The merger will create a leading global support services group to be known as Brambles Industries.
The approval is conditional upon the observance of a number of undertakings that have been provided by Brambles.
Brambles and GKN are already joint venturers in a number of industrial services businesses around the world. Each also conducts separate industrial services businesses. GKN also conducts a number of unrelated automotive, engineering and aerospace businesses.
Before establishing the DLC, GKN will, via a new holding company, undertake a de-merger of its support services activities into Brambles Industries Plc (Brambles UK), to be listed on the London Stock Exchange. The businesses to be de-merged are GKN's existing 50 per cent interest in the CHEP and CLEANAWAY joint ventures with Brambles in Europe and the Americas and its wholly owned subsidiaries, CHEP South Africa, Interlake Material Handling and Meineke Discount Muffler Shops.
Following the de-merger, Brambles (UK) will combine with Brambles through the creation of the DLC. Under the DLC structure, Brambles and Brambles UK would operate as if they were a single economic enterprise (with a single management and Board of Directors) while remaining separate legal entities.
The undertakings provided by Brambles, observance of which is required by the conditional approval, are contained in the Attachment.
This decision will ensure the Brambles Group continues a strong Australian focus with its headquarters located in Australia.
ATTACHMENT
Brambles' undertakings, observance of which is a condition under Section 25(1A) of the Foreign Acquisitions and Takeovers Act 1975:
1. That Brambles Industries Limited remains an Australian resident company, incorporated under the Corporations Act and listed on the Australian Stock Exchange under the name "Brambles Industries Limited";
2. The headquarters of Brambles Industries Limited and the global headquarters of the Dual Listed Group are to be in Australia and publicly acknowledged as being in Australia in significant public announcements and in all public documents (as that term is defined in section 88A(1)(a) of the Corporations Act);
3. That both the Chief Executive Officer and Chief Financial Officer of the Dual Listed Group have their principal place of residence in Australia;
4. The Board of Directors of Brambles Industries Limited is elected in accordance with the procedures in the proposal or in accordance with procedures approved by the Treasurer; and
5. That if Brambles Industries Limited wishes to act differently to these conditions, it seeks and obtains the prior approval of the Treasurer.
Interpretation
(i) For the purposes of these conditions a reference to"Brambles Industries Limited" means Brambles Industries Limited, ACN 000 129 868.
(ii) The "global headquarters" of the Dual Listed Group will be taken to be in Australia if, and only if, both the Chief Executive Officer and the Chief Financial Officer of the Dual Listed Group (i.e.
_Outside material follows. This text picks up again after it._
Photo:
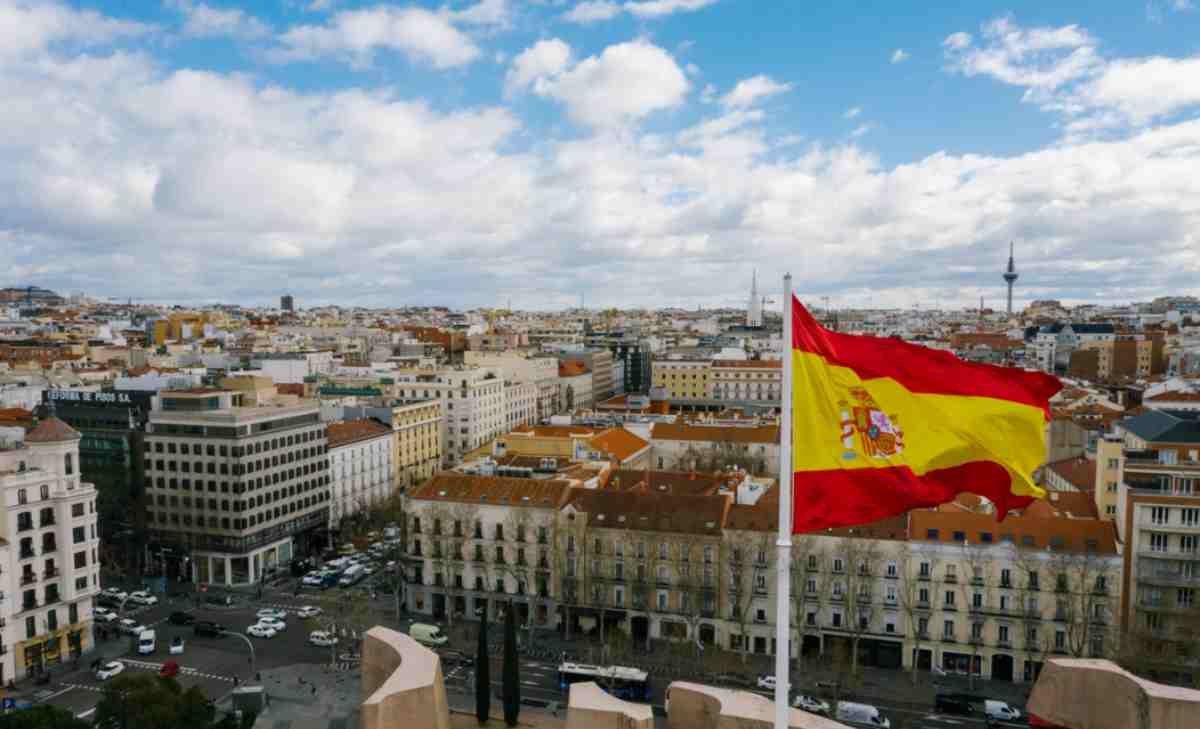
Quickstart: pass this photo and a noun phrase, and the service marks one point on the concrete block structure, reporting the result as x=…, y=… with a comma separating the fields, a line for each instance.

Brambles Industries Limited and Brambles Industries plc) are based in Australia and have their principal offices and key supporting functions in Australia. In addition, the centre of administrative and practical management of Brambles Industries Limited must be in Australia and Brambles Industries Limited's corporate head office activities, of the kind presently carried on in Australia, must continue to be carried on in Australia.
Brambles Industries Limited must comply with conditions 1 and 5 immediately upon receipt of notice of the decision in accordance with subsection 25(1B) of the Foreign Acquisitions and Takeovers Act 1975 (the Act) and conditions 2, 3 and 4 as soon as practicable after completion of the dual listed merger of Brambles Industries Limited and Brambles Industries plc.
The conditions will have effect indefinitely subject to amendment of the Act or any revocation or amendment by the Treasurer.